La Forteresse noire (Michael Mann, 1983)
En 1941, des soldats allemands investissent un étrange domaine fortifié en Roumanie. Attirés par un mur serti de croix en nickel, des soldats dessellent l'une d'entre elles et libèrent un mal antédiluvien.
Bienvenue dans autre monde ; une réalité alternative, à l'atmosphère étouffée par une brume omniprésente, d'où surgissent les parois irrégulières et menaçantes d'une forteresse, lieu quasi-unique de l'action. C'est la proposition audacieuse -le mot est faible- que nous fait Michael Mann, qui commence comme un film sur la guerre, se déroule comme un film fantastique et finit en tragédie aux résonances mythologiques, allégorie sur la lutte éternelle entre le bien et le mal. Malgré ces évidentes lacunes, La Forteresse noire m'a retourné, estomaqué, captivé, du premier au dernier instant.La forteresse en elle-même est ahurissante, avalant la lumière du cadre, plongeant les protagonistes dans une pénombre d'ébène, les étouffant, les anéantissant. Avec la créature Molasar avançant nappée de brumes, c'est l'image indélébile que laisse le film. Celui-ci aurait pu se dérouler au Moyen Âge ou dans l'Antiquité, peu de choses en seraient sorties modifiées, tellement peu d'éléments de décors extérieurs entrant dans le cadre (l'hôtel où séjourne Eva ou le village, composé de petites maisons blanches, n'étant qu'un décor de façade). La place de la forteresse dans la construction cinématographique du film me rappelle celle du MacBeth de Welles, hantant les grottes de son château. Hautement symbolique et aux propriétés étonnantes, la forteresse, qui donne son nom au titre en français comme en version originale (The Keep), est bosselée sur le dehors, laissant voir des points d'appui, et entièrement lisse sur le dedans... Elle protège donc, contrairement à l'usage commun, l'extérieur contre une menace enfermée à l'intérieur. Avides de richesses, des militaires nazis entreprennent de voler une croix d'argent, mais libèrent par la même occasion une puissance maléfique sur les environs.
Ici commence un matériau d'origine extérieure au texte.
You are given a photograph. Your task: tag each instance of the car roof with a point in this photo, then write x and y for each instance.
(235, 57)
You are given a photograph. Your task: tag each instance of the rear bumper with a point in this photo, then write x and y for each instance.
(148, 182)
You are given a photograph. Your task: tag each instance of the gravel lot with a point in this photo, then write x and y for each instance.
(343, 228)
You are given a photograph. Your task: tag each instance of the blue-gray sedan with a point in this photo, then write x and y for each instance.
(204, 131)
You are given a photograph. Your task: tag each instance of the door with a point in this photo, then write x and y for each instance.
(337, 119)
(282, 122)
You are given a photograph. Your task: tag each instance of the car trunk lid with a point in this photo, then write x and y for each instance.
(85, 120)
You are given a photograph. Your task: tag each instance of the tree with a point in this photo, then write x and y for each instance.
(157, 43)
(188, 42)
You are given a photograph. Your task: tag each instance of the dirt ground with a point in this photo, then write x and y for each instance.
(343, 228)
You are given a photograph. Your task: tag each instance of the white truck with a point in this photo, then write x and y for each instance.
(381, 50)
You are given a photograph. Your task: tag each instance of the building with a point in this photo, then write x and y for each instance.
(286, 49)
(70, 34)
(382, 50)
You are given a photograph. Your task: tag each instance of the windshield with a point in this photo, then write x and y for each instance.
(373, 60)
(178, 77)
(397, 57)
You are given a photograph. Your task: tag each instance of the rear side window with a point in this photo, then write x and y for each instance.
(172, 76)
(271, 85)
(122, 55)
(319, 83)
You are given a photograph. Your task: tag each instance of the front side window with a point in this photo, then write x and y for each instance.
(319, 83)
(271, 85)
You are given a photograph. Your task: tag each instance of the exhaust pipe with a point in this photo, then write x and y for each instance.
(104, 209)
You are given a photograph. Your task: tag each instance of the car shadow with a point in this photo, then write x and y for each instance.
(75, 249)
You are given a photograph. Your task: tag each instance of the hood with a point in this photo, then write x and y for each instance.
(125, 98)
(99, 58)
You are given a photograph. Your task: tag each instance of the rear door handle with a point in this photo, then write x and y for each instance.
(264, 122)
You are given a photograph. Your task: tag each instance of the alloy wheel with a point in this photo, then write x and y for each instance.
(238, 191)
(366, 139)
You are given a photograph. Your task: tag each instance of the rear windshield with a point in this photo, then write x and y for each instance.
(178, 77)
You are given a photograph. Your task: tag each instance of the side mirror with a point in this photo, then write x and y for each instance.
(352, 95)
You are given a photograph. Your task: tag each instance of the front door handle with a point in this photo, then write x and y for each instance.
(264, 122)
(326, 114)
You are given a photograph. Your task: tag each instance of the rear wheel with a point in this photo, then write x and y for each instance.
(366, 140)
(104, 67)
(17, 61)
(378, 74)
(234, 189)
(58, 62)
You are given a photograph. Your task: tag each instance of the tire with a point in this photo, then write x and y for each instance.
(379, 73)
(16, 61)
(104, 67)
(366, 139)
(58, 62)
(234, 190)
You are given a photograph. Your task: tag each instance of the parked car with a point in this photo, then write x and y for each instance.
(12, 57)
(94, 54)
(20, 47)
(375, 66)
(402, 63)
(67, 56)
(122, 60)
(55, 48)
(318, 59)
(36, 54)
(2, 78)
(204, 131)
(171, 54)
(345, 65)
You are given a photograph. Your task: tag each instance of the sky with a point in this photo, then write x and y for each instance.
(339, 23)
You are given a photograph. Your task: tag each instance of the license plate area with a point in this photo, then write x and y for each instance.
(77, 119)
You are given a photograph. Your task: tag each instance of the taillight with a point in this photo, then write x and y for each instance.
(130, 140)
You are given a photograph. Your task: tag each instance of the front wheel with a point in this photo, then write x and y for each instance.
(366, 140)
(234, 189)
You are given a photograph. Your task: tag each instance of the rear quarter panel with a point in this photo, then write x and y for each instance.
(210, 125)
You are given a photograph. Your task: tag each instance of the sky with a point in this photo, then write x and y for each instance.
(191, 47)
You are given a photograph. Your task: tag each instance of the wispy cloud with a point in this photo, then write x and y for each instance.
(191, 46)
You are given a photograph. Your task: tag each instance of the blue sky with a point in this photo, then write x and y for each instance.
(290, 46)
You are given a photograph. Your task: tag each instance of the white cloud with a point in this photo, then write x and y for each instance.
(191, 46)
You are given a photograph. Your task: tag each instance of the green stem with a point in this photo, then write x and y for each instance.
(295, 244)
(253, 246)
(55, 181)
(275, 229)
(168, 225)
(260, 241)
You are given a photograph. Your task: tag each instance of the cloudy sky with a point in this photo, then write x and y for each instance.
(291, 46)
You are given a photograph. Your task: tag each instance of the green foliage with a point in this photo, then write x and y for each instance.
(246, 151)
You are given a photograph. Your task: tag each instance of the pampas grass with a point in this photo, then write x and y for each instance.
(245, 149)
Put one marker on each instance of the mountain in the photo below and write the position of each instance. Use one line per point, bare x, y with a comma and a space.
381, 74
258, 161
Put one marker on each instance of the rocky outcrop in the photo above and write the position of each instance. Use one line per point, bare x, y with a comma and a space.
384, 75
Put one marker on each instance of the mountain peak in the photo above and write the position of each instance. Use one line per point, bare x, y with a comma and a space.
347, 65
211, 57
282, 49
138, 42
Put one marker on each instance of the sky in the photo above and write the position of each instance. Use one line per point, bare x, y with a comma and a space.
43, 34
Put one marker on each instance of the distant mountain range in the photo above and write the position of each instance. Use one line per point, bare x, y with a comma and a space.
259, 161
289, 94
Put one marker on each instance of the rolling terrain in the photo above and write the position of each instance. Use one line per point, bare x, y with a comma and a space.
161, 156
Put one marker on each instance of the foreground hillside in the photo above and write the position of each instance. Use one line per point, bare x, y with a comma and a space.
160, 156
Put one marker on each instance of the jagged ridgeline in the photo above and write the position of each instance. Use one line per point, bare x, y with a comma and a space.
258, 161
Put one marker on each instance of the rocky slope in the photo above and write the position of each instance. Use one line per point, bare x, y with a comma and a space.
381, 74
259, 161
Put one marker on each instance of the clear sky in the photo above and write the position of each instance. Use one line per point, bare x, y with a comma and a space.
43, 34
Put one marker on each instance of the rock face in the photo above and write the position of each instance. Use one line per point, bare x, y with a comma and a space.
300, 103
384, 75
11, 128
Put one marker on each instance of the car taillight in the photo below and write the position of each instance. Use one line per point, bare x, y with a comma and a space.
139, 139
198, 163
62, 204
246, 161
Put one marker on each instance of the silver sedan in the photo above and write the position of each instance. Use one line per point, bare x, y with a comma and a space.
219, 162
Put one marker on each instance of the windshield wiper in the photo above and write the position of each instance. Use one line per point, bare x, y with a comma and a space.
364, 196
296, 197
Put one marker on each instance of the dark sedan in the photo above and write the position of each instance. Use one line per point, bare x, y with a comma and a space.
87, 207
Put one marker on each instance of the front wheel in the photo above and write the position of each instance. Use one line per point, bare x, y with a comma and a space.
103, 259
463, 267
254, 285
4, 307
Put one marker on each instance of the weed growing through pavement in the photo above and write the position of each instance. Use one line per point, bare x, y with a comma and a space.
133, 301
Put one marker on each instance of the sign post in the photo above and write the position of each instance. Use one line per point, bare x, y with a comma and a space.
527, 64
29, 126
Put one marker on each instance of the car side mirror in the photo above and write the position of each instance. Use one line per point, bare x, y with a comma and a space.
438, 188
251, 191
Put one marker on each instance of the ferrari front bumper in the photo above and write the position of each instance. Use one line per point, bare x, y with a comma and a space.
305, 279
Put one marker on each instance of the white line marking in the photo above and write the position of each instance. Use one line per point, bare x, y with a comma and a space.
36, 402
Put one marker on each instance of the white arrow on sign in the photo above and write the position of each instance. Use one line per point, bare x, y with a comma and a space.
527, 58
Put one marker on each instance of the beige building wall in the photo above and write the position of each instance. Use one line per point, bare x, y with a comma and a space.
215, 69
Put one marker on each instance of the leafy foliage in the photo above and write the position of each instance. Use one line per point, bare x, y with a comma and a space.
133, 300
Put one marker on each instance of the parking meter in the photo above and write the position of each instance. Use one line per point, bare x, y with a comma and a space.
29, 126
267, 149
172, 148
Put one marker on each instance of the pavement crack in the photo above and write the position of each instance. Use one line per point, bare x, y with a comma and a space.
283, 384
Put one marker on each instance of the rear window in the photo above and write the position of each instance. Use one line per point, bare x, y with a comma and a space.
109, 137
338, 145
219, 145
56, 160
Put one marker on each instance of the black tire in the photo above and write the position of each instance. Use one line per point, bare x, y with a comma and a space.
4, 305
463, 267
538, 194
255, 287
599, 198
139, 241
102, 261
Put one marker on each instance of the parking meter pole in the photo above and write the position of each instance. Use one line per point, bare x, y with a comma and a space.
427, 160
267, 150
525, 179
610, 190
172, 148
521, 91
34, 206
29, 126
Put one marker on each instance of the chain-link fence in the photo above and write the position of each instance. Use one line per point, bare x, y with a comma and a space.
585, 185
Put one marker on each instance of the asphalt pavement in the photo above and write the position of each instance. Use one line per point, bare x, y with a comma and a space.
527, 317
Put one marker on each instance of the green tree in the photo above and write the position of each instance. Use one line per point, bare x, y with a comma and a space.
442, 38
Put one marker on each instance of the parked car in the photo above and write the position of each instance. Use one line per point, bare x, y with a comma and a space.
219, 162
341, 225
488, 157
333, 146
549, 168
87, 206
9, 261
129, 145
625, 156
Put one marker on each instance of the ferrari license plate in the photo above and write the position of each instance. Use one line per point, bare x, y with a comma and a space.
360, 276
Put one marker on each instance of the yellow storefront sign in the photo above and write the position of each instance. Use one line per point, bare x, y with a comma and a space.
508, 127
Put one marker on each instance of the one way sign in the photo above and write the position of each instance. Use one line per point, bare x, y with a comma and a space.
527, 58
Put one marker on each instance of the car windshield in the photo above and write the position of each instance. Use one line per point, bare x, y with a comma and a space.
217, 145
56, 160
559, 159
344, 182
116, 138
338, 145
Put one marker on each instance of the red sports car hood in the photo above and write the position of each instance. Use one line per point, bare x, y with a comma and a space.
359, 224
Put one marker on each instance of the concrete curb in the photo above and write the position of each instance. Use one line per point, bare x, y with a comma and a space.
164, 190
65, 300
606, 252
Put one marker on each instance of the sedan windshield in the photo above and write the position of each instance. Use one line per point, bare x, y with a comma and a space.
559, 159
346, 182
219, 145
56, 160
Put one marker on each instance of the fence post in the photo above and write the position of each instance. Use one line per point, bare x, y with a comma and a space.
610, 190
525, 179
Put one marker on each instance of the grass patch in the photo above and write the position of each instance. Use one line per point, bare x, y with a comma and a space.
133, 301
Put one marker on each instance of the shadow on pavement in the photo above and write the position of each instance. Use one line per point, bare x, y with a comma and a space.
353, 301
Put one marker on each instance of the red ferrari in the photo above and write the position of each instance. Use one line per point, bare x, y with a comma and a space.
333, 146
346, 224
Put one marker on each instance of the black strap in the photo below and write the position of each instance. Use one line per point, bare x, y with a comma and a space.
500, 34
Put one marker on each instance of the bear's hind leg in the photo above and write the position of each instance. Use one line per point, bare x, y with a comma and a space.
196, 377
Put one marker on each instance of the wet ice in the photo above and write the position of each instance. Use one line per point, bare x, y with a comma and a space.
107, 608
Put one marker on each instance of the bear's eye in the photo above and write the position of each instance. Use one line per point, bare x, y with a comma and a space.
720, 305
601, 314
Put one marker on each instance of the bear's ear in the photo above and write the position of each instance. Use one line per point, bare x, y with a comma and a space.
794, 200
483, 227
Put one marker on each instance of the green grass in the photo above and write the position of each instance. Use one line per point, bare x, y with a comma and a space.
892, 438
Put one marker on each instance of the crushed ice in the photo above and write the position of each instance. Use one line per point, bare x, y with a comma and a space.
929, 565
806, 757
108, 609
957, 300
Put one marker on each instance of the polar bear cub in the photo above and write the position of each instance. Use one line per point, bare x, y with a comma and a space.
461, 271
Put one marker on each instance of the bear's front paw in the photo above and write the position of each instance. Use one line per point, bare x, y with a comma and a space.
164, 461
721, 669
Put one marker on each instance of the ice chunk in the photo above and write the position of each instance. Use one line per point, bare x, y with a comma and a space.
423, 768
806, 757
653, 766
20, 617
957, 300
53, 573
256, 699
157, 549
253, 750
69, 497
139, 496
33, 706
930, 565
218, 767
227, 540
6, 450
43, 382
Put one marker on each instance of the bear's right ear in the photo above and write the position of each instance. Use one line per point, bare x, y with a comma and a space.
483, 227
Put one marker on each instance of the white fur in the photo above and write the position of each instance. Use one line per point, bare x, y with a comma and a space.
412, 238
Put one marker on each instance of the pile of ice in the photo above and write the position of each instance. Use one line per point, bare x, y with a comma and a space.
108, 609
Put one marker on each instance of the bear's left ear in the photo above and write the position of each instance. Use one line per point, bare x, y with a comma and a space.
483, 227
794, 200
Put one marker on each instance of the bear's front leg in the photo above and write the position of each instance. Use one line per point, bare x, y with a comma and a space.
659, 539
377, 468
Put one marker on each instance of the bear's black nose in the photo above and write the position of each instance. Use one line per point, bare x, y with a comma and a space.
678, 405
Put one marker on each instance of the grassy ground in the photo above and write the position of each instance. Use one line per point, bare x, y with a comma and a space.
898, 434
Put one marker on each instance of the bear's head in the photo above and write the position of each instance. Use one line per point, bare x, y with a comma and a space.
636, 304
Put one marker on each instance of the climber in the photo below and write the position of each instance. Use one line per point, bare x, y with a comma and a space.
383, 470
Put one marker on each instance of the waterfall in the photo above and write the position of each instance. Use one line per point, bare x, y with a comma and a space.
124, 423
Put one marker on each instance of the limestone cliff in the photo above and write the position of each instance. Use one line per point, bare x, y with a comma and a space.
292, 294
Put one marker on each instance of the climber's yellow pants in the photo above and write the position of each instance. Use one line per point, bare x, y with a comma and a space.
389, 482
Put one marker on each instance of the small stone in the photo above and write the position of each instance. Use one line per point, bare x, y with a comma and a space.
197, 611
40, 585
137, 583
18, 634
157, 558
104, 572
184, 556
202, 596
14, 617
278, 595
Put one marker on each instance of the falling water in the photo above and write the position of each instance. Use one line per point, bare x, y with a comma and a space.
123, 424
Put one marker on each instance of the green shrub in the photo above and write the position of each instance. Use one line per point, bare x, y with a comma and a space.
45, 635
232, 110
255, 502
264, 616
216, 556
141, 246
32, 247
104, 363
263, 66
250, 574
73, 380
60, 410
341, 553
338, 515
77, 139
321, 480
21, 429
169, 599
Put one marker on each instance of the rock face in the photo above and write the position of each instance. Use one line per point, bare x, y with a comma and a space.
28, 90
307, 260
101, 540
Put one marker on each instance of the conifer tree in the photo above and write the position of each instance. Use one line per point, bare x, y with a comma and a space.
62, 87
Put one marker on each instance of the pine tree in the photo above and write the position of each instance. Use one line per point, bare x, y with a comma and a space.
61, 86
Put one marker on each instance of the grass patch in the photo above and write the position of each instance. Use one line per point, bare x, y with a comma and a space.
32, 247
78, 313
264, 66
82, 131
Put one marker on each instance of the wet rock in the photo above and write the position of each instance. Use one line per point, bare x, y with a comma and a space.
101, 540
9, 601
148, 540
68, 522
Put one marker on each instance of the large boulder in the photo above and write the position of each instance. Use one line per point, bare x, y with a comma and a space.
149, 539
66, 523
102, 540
On l'a dit, rien qu'avec cette forteresse, le film vaut le coup d’œil. Mais c'est sans compter le look de la fameuse puissance maléfique, d'après un design d'Enki Bilal, très influencé par le groupe formé dans la revue Métal Hurlant. Sa première apparition dans la forteresse, enveloppée de volutes de fumée, est saisissante.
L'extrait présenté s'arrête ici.